Piazza, gente e fontana
Piazza di Spagna con la Barcaccia davanti

Un viaggio a Roma spendendo poco? Ecco i monumenti e i luoghi che si possono visitare gratuitamente, da Piazza di Spagna ai Fori Imperiali, passando per la Basilica di San Pietro.

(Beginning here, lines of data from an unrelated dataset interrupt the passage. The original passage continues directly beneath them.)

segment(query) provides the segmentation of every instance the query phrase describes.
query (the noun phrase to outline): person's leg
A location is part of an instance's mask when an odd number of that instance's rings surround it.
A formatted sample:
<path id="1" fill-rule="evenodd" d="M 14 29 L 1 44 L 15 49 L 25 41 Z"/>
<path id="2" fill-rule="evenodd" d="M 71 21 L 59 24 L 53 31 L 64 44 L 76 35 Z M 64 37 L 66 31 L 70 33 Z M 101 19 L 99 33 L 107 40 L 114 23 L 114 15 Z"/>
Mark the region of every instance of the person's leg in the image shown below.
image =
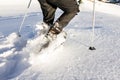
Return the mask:
<path id="1" fill-rule="evenodd" d="M 64 11 L 64 13 L 57 19 L 56 22 L 64 28 L 77 13 L 79 12 L 79 6 L 76 0 L 61 0 L 57 1 L 58 7 Z"/>
<path id="2" fill-rule="evenodd" d="M 43 21 L 52 25 L 55 17 L 56 6 L 49 4 L 46 0 L 38 0 L 43 12 Z"/>
<path id="3" fill-rule="evenodd" d="M 56 0 L 54 5 L 64 11 L 64 13 L 57 19 L 50 30 L 53 34 L 59 34 L 62 29 L 79 12 L 79 7 L 75 0 Z"/>

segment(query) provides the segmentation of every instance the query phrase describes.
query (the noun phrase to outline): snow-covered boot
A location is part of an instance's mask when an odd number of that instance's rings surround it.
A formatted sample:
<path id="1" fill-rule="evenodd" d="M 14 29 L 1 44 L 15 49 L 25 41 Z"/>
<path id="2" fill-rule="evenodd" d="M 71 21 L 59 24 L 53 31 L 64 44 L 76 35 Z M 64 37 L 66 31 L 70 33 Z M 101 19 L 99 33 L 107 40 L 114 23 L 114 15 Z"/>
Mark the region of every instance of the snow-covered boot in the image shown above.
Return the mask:
<path id="1" fill-rule="evenodd" d="M 60 25 L 56 22 L 48 31 L 47 37 L 50 40 L 56 39 L 57 35 L 62 32 L 62 28 Z"/>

“Le cose belle costano”, si dice, e le cose belle da vedere in un viaggio a Roma, sono ovviamente tantissime. Ma persino i monumenti e i luoghi più famosi della capitale si possono visitare gratis, magari in un week-end: vediamo quali sono. Ecco alcuni esempi.

Piazza di Spagna

Cominciamo dalla celeberrima e centralissima Piazza di Spagna, indissolubilmente legata al mondo della moda e alla storia del cinema italiano, visto che le è dedicato il film “Le ragazze di Piazza di Spagna” (1952) con Lucia Bosè. Il suo nome si deve al fatto che qui abbia sede l’ambasciata spagnola.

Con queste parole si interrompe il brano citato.